Given $\Omega=[a,b] \subset \mathbb R$ and the Sobolev space $H_0^1(\Omega)$
Let $v \in H_0^1(\Omega) $ prove the following inequality
$$\Vert v \Vert_{L^2(\Omega)}\le\frac{\Vert \dot v \Vert_{L^2(\Omega)}}{\sqrt2}(b-a)$$
My thoughts/ideas: I looked at the case that $\ v(x)=\int_a^x \dot v(t)dt$
By Schwarz inequality I get the following: $v(x)^2\le (x-a)\Vert \dot v \Vert_{L^2(\Omega)}^2$
If I integrate both sides and take the square root I get exactly what I wanted to show. However, $\ v(x)=\int_a^b \dot v(t)dt$ isn't necessarily true
I would appreciate any help because I am stuck. I am not too familiar with Sobolev spaces because I couldn't really understand the definition.
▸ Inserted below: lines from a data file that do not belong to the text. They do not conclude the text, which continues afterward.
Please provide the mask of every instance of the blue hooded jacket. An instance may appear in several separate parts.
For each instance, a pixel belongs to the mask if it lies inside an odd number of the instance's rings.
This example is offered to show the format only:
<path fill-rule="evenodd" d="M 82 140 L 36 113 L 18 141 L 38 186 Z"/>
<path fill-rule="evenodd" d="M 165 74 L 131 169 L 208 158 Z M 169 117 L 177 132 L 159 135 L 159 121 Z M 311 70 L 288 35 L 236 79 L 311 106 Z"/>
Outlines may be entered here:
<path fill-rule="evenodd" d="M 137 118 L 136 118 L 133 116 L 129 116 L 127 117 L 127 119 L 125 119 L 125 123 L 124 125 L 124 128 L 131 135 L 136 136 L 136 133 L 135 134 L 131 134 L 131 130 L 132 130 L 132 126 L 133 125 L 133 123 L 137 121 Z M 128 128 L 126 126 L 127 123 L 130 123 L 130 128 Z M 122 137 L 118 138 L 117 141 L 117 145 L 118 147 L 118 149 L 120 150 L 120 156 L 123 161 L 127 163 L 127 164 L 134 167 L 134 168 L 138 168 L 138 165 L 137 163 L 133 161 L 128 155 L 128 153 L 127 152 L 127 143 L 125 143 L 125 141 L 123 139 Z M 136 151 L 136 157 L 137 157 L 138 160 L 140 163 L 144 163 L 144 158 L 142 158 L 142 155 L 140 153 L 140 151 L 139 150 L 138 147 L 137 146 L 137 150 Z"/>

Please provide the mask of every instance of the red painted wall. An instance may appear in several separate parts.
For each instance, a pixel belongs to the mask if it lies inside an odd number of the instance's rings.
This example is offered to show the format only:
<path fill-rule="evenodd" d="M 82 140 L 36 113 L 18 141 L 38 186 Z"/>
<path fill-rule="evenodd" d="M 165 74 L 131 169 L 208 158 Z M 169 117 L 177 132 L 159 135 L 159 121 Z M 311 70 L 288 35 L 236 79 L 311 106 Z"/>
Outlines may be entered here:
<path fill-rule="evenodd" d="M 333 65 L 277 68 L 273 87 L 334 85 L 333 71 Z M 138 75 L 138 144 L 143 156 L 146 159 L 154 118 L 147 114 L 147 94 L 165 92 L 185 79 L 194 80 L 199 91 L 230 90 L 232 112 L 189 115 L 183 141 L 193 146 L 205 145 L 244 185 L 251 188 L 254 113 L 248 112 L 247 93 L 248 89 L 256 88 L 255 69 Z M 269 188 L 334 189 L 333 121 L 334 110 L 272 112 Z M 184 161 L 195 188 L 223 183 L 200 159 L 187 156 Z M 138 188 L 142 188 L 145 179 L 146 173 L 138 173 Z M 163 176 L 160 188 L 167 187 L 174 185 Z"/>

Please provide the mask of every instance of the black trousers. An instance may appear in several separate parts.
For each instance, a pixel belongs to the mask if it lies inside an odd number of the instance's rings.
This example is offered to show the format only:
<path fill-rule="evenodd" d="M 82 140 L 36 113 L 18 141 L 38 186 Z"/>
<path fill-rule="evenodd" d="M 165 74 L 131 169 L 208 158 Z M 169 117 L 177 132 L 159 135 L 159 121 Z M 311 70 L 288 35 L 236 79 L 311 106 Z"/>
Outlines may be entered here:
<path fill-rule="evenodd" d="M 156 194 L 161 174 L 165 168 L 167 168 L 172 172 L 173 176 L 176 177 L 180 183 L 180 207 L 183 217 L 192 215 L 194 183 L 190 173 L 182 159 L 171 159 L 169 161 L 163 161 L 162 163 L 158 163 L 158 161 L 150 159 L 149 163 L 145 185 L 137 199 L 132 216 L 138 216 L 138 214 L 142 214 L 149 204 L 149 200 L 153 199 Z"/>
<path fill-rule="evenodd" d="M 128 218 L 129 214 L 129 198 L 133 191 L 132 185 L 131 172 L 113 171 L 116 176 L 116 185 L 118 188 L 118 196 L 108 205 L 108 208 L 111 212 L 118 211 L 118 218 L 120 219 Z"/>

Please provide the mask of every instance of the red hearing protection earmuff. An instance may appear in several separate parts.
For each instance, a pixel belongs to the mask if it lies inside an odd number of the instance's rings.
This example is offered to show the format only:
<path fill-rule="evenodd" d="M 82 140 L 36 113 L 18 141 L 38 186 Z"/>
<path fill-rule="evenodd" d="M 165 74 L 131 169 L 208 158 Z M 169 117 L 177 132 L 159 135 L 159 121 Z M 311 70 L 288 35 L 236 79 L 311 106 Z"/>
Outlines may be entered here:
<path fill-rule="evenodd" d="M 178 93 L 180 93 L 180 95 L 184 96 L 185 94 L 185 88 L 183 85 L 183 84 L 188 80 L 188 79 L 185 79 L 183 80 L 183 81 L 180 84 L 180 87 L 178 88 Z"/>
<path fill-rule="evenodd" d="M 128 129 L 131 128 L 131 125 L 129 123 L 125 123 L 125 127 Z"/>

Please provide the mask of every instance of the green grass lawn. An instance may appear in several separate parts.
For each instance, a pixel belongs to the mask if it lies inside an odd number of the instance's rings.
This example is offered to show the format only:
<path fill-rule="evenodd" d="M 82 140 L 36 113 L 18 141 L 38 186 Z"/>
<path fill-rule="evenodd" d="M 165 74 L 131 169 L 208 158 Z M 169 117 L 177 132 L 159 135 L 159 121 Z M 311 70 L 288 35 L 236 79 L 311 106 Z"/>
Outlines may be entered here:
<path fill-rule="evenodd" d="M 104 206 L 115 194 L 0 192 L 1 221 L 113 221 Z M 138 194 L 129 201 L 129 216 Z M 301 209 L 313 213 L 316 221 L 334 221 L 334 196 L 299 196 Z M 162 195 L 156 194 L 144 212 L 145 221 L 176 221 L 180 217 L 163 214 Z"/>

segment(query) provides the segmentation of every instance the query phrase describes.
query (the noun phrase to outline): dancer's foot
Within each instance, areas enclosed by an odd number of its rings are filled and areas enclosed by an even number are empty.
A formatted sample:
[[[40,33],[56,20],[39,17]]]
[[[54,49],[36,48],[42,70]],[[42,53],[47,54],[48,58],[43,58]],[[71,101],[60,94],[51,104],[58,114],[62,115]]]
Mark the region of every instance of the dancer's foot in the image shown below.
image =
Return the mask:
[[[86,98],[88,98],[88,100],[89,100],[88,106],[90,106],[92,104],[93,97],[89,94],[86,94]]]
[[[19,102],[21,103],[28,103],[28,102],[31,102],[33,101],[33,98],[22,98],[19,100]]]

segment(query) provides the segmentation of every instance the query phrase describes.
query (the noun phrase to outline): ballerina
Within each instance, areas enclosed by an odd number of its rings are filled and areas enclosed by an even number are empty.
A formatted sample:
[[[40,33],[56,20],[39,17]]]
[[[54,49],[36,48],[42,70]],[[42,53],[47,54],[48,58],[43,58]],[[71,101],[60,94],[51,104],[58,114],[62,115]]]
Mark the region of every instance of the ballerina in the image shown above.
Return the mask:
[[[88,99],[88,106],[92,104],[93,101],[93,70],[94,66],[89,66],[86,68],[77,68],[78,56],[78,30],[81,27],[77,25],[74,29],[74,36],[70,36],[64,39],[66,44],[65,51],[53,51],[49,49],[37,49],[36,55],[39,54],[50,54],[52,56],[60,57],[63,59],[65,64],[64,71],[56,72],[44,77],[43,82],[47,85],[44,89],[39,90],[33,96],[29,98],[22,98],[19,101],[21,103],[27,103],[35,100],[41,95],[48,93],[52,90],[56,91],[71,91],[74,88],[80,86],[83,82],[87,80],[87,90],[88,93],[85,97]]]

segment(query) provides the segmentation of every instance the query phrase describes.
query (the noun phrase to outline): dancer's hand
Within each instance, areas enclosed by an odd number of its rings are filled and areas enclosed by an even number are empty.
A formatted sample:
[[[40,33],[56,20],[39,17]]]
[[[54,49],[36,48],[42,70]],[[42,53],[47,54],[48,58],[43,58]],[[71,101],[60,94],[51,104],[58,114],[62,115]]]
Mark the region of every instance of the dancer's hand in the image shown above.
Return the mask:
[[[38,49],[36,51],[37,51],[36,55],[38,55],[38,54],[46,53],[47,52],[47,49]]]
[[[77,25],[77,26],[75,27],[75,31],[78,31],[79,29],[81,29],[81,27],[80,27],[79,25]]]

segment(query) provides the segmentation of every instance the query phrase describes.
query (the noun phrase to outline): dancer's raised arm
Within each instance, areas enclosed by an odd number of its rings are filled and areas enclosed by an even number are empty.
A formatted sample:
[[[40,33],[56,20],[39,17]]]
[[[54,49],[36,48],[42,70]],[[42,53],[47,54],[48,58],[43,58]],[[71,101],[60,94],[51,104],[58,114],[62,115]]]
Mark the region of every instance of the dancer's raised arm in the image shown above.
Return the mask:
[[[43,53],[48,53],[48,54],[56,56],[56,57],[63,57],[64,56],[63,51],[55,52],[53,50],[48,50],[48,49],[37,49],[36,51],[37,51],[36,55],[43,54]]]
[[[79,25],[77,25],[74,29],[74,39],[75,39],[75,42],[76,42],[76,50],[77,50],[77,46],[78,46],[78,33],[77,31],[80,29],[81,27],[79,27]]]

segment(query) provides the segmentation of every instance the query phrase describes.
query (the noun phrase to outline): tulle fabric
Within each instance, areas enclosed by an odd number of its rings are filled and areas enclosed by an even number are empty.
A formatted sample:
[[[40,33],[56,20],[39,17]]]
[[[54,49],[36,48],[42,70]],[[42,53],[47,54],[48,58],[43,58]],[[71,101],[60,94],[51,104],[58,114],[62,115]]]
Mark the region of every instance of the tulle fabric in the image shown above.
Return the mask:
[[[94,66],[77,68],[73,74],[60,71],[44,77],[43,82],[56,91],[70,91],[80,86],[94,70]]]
$\int_a^b \dot{v} (t) \, dt $ is not a function of $x$, so your identity is in fact never true (well, almost never). Did you intend to write $\int_a^x$?
Try to prove the inequality for smooth functions. If you can do that show it's stable under approximation in the space $H^1_0$ to prove it in the general case (this assumes you know that smooth functions are dense in that space).